Blood pressure and urine samples were monitored. At baseline, there were no significant differences in blood pressure between groups. Both treatments reduced blood pressure, but the effects were not immediately evident. After 4 weeks of treatment, the hibiscus extract lowered the systolic blood pressure by 11.58% and diastolic blood pressure by 12.21%. Lisinopril had a greater effect, lowering systolic blood pressure by 15.79% and diastolic blood pressure by 15.68%. Both treatments were well tolerated. Two cases of nervousness were reported in the hibiscus extract–treated patients, but this effect is not consistent with known use of hibiscus, so it is probable that these cases were probably idiopathic (i.e., of unknown cause or origin). Patients treated with hibiscus extract had a significant increase in serum chloride, a decrease in plasma sodium, and no effect on the potassium level. In contrast, lisinopril caused only a significant decrease in plasma chloride levels. The ACE inhibitory effect was significantly higher in the lisinopril-treated patients (P < 00.004).

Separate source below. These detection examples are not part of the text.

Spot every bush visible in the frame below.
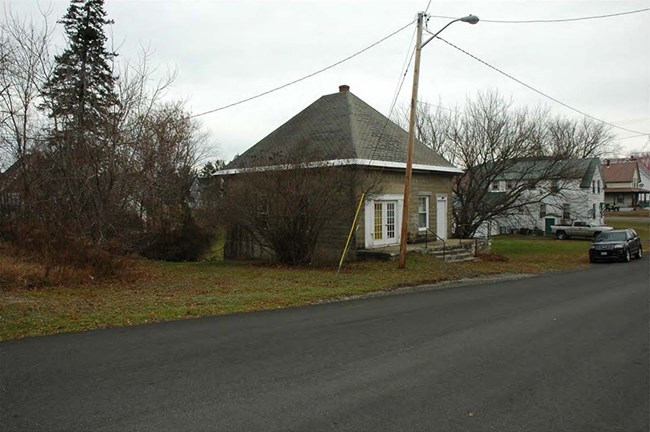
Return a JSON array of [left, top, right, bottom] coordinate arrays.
[[142, 219, 213, 261]]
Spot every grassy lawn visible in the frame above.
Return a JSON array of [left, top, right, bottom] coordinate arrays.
[[0, 235, 596, 340]]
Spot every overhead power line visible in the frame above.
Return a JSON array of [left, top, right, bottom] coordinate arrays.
[[429, 8, 650, 24], [437, 36, 650, 136], [189, 21, 415, 118]]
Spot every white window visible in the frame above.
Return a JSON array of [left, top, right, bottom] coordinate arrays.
[[418, 196, 429, 231]]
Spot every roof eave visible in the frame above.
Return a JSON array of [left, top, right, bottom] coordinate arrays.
[[214, 159, 463, 176]]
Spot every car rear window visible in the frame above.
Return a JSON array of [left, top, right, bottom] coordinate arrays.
[[596, 231, 625, 241]]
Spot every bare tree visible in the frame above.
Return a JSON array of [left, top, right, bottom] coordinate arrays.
[[542, 117, 619, 159], [398, 92, 611, 238]]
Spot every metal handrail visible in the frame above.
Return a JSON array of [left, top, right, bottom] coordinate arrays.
[[424, 228, 447, 261]]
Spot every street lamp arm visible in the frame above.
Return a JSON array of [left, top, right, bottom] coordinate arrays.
[[420, 14, 479, 48]]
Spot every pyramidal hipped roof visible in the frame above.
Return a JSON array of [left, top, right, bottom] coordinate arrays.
[[220, 86, 461, 174]]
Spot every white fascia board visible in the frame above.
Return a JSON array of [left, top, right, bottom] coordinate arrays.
[[214, 159, 463, 176]]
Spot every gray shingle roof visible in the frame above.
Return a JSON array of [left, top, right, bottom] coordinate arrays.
[[225, 91, 453, 170], [492, 158, 600, 188]]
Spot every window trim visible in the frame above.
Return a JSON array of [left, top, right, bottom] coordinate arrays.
[[418, 195, 431, 231]]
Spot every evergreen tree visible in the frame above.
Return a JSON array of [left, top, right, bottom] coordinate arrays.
[[44, 0, 118, 133], [43, 0, 120, 243]]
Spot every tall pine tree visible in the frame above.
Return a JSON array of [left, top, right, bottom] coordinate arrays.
[[43, 0, 119, 242], [45, 0, 118, 132]]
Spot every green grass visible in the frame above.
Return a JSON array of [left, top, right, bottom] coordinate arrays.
[[0, 236, 588, 340]]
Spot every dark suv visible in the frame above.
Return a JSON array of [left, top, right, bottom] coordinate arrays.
[[589, 228, 643, 262]]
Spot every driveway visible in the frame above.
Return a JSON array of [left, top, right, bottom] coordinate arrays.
[[0, 259, 649, 432]]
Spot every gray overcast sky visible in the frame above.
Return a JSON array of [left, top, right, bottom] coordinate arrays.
[[0, 0, 650, 160]]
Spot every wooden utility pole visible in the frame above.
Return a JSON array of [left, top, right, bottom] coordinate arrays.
[[398, 12, 424, 269]]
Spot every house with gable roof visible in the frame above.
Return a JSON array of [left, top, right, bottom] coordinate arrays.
[[216, 85, 462, 262], [477, 158, 605, 236], [602, 159, 650, 209]]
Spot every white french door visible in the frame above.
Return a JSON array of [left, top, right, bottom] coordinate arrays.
[[372, 201, 397, 246]]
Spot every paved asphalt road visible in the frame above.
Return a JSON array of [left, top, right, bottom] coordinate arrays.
[[0, 259, 649, 432]]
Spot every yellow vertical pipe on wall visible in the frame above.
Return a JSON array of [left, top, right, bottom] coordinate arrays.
[[336, 192, 366, 274]]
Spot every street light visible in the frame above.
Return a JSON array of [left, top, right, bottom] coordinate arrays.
[[398, 12, 479, 268]]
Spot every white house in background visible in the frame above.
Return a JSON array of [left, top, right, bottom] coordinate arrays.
[[602, 159, 650, 210], [476, 158, 605, 237]]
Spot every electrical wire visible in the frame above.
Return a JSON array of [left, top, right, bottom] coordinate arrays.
[[368, 22, 417, 167], [429, 8, 650, 24], [189, 21, 414, 118], [430, 36, 650, 136]]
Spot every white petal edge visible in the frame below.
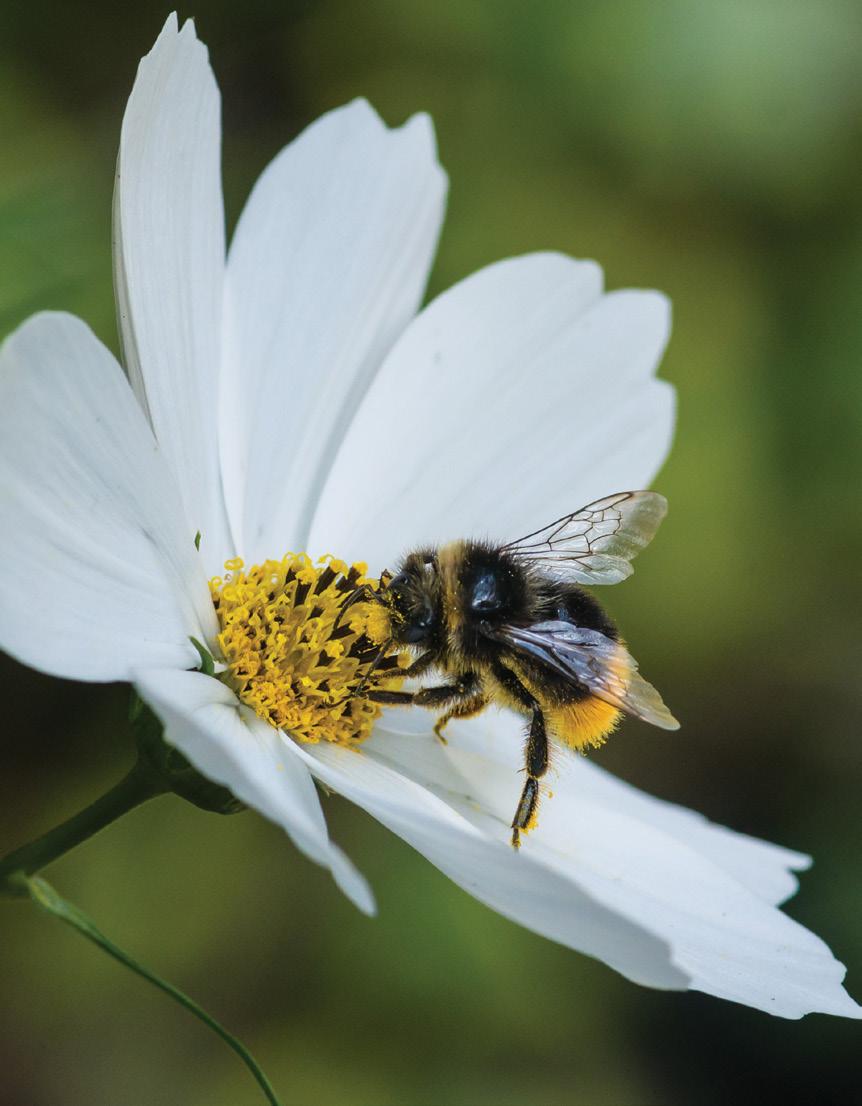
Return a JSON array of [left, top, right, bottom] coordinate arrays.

This confirms previous findings that hibiscus increases sodium excretionwithoutmodifying potassium.Loweringtheplasma sodium level likely contributed to hypotensive effect. The potassium-sparing effect is beneficial because many diuretic drugs can cause potassium deficiency. The authors conclude that hibiscus extract has two of the properties of commonly prescribed antihypertension drugs; namely, ACE inhibition and diuretic actions. This study would be even more convincing if there were a placebo-control group in addition to the positive control group (lisinopril). Dose-response studies are needed to help determine optimal dosing levels for hibiscus for this use.
—Heather S. Oliff, PhD
1. Herrera-Arellano A, Flores-Romero S, Chavez-Soto MA, Tortoriello J. Effectiveness and tolerability of a standardized extract from Hibiscus sabdariffa in patients with mild to moderate hypertension: a controlled and randomized clinical trial. Phytomed. 2004;11:375-382.